When the King meets King Tut

Pharoahe Monch
Desire (Island), £10.99

Unless he gets irradiated, grows 20 times bigger and starts stomping on buildings in his native New York, rapper Pharoahe Monch will never overshadow his 1999 hit 'Simon Says', with its monstrous horn sample lifted from the Godzilla soundtrack. Dancefloors are still juddering from those fearsome horns, but in the intervening eight years an ominous hush has fallen over the song's author.

Troy Donald Jamerson first made a noise in the early Nineties with the groundbreaking hip-hop outfit Organized Konfusion, when he proved himself to be one of the most adroit and intelligent lyricists - if not the greatest speller - of his generation. Pharoahe went on to release a superior solo album at the tail-end of the decade, but since Internal Affairs, things have been all too quiet in the Jamerson household.

Label politics forced him to shelve a project in 2005. Writing for last year's P Diddy album marked a further low, albeit a lucrative one, but now, finally, Pharoahe Monch is back with a second album.
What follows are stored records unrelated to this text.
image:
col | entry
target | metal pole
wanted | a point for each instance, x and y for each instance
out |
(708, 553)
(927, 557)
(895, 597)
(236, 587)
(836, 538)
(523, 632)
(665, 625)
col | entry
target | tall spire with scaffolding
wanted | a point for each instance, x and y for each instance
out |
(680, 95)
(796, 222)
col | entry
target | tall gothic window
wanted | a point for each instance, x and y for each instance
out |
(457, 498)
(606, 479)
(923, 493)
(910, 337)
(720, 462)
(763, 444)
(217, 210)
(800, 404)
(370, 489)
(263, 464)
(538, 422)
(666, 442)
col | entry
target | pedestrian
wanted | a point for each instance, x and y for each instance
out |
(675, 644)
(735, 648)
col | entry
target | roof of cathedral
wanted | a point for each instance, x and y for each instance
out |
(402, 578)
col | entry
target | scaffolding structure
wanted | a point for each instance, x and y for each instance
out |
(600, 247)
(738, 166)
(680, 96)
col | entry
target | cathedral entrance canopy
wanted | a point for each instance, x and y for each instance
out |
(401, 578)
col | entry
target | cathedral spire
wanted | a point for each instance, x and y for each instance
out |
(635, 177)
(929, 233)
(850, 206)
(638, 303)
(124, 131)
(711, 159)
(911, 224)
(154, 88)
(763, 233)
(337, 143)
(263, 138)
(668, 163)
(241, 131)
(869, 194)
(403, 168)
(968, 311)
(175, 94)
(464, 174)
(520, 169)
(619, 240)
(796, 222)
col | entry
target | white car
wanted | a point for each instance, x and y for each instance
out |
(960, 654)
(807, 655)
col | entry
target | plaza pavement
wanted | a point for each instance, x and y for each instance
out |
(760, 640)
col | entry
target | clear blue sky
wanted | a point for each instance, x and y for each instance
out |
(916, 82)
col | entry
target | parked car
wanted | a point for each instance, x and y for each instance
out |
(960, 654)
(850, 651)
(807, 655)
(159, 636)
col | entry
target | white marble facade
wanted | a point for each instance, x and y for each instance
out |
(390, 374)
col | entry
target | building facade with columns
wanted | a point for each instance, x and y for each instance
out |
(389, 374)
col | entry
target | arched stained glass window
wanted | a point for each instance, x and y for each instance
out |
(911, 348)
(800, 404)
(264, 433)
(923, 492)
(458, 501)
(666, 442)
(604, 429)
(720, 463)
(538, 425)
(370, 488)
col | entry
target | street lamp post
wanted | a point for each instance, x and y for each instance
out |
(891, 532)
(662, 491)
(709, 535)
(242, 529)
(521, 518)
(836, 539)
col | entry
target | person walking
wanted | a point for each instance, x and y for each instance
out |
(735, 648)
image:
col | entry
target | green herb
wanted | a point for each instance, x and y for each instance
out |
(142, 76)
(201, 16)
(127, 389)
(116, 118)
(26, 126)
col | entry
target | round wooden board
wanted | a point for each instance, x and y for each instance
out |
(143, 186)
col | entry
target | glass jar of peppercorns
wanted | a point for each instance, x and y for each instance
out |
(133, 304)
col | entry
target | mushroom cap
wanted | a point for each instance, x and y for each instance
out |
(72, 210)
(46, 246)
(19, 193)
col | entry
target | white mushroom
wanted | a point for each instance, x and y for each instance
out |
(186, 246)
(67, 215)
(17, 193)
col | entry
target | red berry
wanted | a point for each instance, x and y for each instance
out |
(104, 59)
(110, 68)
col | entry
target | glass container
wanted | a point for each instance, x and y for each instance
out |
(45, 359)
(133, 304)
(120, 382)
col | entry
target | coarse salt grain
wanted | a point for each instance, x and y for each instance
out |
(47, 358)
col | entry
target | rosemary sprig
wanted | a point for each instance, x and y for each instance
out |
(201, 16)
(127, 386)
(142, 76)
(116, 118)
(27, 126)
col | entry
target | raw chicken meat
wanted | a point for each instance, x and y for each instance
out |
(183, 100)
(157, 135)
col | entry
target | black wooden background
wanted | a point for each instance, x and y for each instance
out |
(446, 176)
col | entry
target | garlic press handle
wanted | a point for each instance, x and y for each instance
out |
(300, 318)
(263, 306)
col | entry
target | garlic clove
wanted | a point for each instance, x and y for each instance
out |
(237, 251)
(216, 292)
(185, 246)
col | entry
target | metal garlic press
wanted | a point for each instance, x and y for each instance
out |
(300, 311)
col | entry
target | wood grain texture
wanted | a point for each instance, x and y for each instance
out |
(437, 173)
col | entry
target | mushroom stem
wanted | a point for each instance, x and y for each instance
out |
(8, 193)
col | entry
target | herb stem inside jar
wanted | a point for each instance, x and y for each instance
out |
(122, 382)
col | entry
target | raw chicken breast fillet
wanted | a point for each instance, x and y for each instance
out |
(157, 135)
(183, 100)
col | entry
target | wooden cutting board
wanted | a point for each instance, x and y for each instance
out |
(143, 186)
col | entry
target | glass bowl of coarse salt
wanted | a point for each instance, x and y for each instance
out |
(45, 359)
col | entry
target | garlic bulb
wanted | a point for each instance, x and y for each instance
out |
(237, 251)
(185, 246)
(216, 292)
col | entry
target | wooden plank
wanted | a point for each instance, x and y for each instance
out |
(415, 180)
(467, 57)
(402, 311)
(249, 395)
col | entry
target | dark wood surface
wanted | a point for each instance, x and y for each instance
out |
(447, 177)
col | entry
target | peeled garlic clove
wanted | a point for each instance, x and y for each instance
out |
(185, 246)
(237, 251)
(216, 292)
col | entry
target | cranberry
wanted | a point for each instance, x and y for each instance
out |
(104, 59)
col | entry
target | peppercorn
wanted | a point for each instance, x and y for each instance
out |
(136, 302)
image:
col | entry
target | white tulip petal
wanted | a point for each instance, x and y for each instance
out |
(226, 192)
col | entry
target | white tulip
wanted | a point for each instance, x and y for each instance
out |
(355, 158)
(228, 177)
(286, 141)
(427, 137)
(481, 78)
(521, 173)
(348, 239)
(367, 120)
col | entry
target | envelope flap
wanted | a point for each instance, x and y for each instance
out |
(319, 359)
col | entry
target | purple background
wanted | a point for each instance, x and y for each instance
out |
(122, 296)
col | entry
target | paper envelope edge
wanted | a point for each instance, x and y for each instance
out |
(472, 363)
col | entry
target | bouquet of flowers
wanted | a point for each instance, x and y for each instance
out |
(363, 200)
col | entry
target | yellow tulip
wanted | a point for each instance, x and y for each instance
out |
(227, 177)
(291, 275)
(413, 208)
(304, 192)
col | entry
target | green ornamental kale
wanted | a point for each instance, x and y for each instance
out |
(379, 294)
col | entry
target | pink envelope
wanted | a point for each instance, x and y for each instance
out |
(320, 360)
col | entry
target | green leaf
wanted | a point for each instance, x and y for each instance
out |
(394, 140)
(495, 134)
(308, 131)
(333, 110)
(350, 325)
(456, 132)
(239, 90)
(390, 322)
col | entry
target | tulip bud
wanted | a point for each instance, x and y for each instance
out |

So was Desire worth the eight-year wait?

The brilliant, Elvis-channelling new single 'Body Baby' screams 'Yes!'. With its finger-snapping beat, tumbling piano and a spirited impersonation of the King on the chorus, it's as catchy as hell and Monch patterns his razor-sharp verses with gleeful invention.

When he gets political on 'Free' and 'When the Gun Draws' - in which he imagines himself as a bullet in flight - Monch does so with precision and authority; it is apt that he has chosen to (very effectively) re-engineer 'Welcome to the Terrordome' by those masters of the hip-hop polemic, Public Enemy.

It's not all brooding social commentary, though. Whereas Internal Affairs put a sharp edge on the late-Nineties underground sound, this album flaunts the sort of super-slick production usually found on a Jay-Z party record. Some of its weaker moments, and that includes the title track, involve speededup soul samples and braggadocio, but for the most part, Desire is executed with great flair. When it comes to wedding the introspection of 'backpack' hip hop to the extroversion of the mainstream, Kanye West usually claims the role of head officiator. He'll need a whole new set of robes now that Pharoahe Monch is back in order.